I’m frustrated with the media. There seem to only be two options when it comes to reporting to the public  – long form journalism and empty calories.

I have a deep respect for the deteriorating art of traditional journalism and storytelling, but it’s not for everyone. It doesn’t favor the busy or the uninformed.

The empty calorie pieces are littered with humor, pop culture, blood and gore, or the too oft Breaking News: No Pope Chosen so-let’s-watch-for-20-minutes-as-his-helicopter-hovers-above-the-Vatican-so-we-don’t-miss-a-thing bullshit. Entertaining? Sure. Sustainable? No.

In the last ten years we’ve redefined breaking news from “happened yesterday” to “happened less than fifteen seconds ago.” The next order of magnitude will be prohibitively expensive and (most of the time) not particularly useful. Better, I think, to hustle in the other direction and figure out how to benefit from well-understood truth instead of fast and fresh rumor. – Seth Godin

The Millennial generation has come of age in a world where the media functions as a megaphone for complex news issues more than they do as interpreters, helping us contextualize and understand. Pew Research Center’s State of the Media 2013 addresses this issue directly.
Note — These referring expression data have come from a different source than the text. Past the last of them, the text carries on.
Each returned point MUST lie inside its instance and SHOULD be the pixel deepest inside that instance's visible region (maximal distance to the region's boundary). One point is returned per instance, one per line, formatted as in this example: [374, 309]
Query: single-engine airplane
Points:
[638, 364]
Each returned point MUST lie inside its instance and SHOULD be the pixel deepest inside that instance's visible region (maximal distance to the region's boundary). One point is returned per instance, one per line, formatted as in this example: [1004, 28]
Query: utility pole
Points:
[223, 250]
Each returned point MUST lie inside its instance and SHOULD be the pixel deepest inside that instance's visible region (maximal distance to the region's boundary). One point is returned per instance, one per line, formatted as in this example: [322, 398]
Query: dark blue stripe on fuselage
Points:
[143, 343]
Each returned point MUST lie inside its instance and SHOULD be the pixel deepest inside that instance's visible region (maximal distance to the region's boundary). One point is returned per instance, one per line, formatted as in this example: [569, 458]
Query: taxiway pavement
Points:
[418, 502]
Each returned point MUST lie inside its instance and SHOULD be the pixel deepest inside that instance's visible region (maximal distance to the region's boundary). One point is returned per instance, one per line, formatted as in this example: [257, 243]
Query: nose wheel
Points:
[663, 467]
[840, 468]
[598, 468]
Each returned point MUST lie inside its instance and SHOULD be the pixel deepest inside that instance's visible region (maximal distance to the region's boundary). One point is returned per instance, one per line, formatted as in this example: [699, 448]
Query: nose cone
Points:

This is a problem because as a member of this generation, I’ve often seen and felt the wrath of the finger pointing habit of older generations. We’re pegged as a group of out of touch, irresponsible, and ignorant individuals that care more about Facebook and celebrities than we do about politics and current affairs.

Maybe this is true but it circles back to my problem with the state of the media …

Though genuine efforts have been made by some to help us, we don’t need another platform regurgitating popular headlines. Technology has already allowed us to customize our alerts, Facebook walls and Twitter streams. As Doug Fisher said it best, “We can get the ‘more’ if we want it very easily. If the media wants our loyalty and engagement, the formula isn’t more, it’s better.”

If a child can’t learn the way we teach, maybe we should teach the way they learn. – Ignacio Estrada

This is my goal with BoomerangBeat. I’m not the best writer and as Erika said, I’m throwing AP style out the window, but I’m trying to change a landscape I’m unhappy with.

And though I may be raising my hand with a slightly different problem than what Erika, Seth or the Pew Research Center are raising their hands for, I think the overall message to the media is the same – enough.